If so, the question one must ask is why they have to be threatened with jail for "condoning" truancy, when they can be jailed for street crime, burglaries, criminal damage, car theft, and appalling child abuse instead? Or would that be more complicated than simply keeping an eagle eye on the school register?
Anyway, aren't the feral, criminal children likely to find themselves expelled or excluded shortly after getting back into school anyway? Might it not be better, if a tad more expensive than "messages", to establish educational facilities more suited to these children's extremely specialised needs? Getting these truants back to school is likely to damage everyone's education, not improve it. So far, no useful policy decision has been taken on how to deal with this most challenging of problems.
What a confused message this one on truancy is turning out to be. The message, ostensibly, is that parents must take responsibility for the education of their children. However, if they're responsible enough to be able make a judgement about how to fit the needs of their child into the needs of the family as a whole and make sure that a term-time holiday can be an excellent educational experience, then they're still, in the eyes of the Government, feckless parents.

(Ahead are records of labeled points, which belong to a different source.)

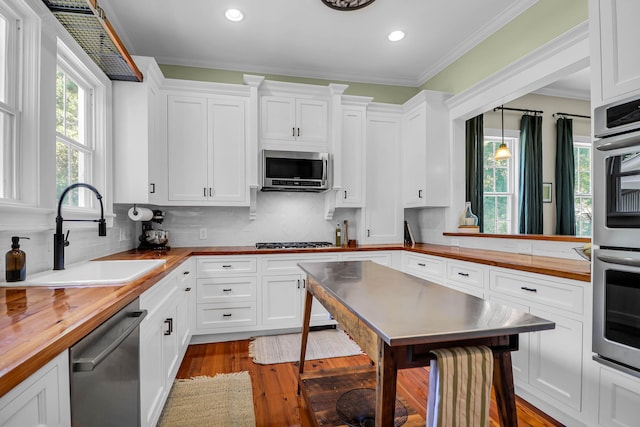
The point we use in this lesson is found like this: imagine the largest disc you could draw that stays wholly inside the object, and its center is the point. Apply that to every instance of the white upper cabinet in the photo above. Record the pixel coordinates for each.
(425, 151)
(616, 42)
(383, 216)
(137, 171)
(352, 192)
(294, 116)
(207, 148)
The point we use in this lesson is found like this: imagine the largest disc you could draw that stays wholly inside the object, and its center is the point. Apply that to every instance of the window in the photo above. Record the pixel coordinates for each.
(582, 187)
(9, 112)
(499, 185)
(74, 142)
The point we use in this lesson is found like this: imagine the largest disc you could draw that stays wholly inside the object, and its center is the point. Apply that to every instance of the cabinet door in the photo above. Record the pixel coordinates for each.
(278, 118)
(152, 375)
(383, 214)
(556, 359)
(520, 358)
(187, 148)
(619, 399)
(353, 133)
(619, 35)
(40, 400)
(227, 172)
(414, 156)
(282, 301)
(311, 120)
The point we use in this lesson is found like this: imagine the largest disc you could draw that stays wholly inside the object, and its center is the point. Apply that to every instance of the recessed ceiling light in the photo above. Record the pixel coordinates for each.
(234, 15)
(395, 36)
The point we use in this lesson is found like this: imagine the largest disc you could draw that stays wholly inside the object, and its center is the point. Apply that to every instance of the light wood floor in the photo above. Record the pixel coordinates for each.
(274, 386)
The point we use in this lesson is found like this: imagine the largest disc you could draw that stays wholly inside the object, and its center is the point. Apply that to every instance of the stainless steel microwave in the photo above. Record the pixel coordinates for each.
(294, 171)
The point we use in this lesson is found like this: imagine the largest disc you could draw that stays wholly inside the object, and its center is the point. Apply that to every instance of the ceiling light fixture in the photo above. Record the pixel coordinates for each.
(395, 36)
(502, 153)
(234, 15)
(347, 4)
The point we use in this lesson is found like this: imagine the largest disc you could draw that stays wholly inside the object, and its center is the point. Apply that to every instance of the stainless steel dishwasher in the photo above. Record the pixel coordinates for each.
(105, 372)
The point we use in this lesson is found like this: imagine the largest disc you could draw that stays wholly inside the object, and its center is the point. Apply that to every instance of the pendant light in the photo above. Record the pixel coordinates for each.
(502, 153)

Anyway, other "messages" from the Government yesterday were fit to send any decent parent reaching for the home-schooling manual. School drug dealers to be expelled? What was the policy before yesterday? Giving them their own little corner in the tuck shop?
Film of dead heroin addicts to be shown to 11-year-olds? Are you a bad parent for keeping your child off school on the day when that charming lesson is slated for them, whether you agree with such tactics or not? With schools this imperfect, how can a parental decision to keep their child away for a day or two always be condemned?

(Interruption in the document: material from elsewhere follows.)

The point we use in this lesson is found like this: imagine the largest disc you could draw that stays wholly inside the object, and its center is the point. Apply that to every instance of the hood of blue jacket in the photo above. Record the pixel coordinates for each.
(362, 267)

So what is the reason for tarring all parents who ever keep their child off school with the same brush as sad, messed up Mrs Amos? Many a fool will contend that this truancy campaign is all about political correctness, with the middle-classes targeted for reasons of socialist envy. Frankly, that would be preferable to what is really going on, because it would merely be stupid, misguided and patronising. What's actually happening is cynical.
The Government has so far made hardly a dent in the figures, which have been running for years into several million school days lost each year. What it wants is improved statistics and achieved targets, and it has been heavy-handedly "sending the message" out to schools, which are all under orders to improve their attendance records any way they can.
It's much, much easier to persuade caring parents that they are very, very wrong to take their children on holiday during term-time than it is to tackle the woeful dysfunctionality at the heart of the family lives of those such as Mrs Amos.
Cracking down on the discretion of parents – and the teachers at their schools – to take their own decisions about what's best for the children they know intimately will be guaranteed to make an impressive dent in the truancy figures. This will be a lovely "message" for the Government to send out. Sadly though, the "message" will be empty.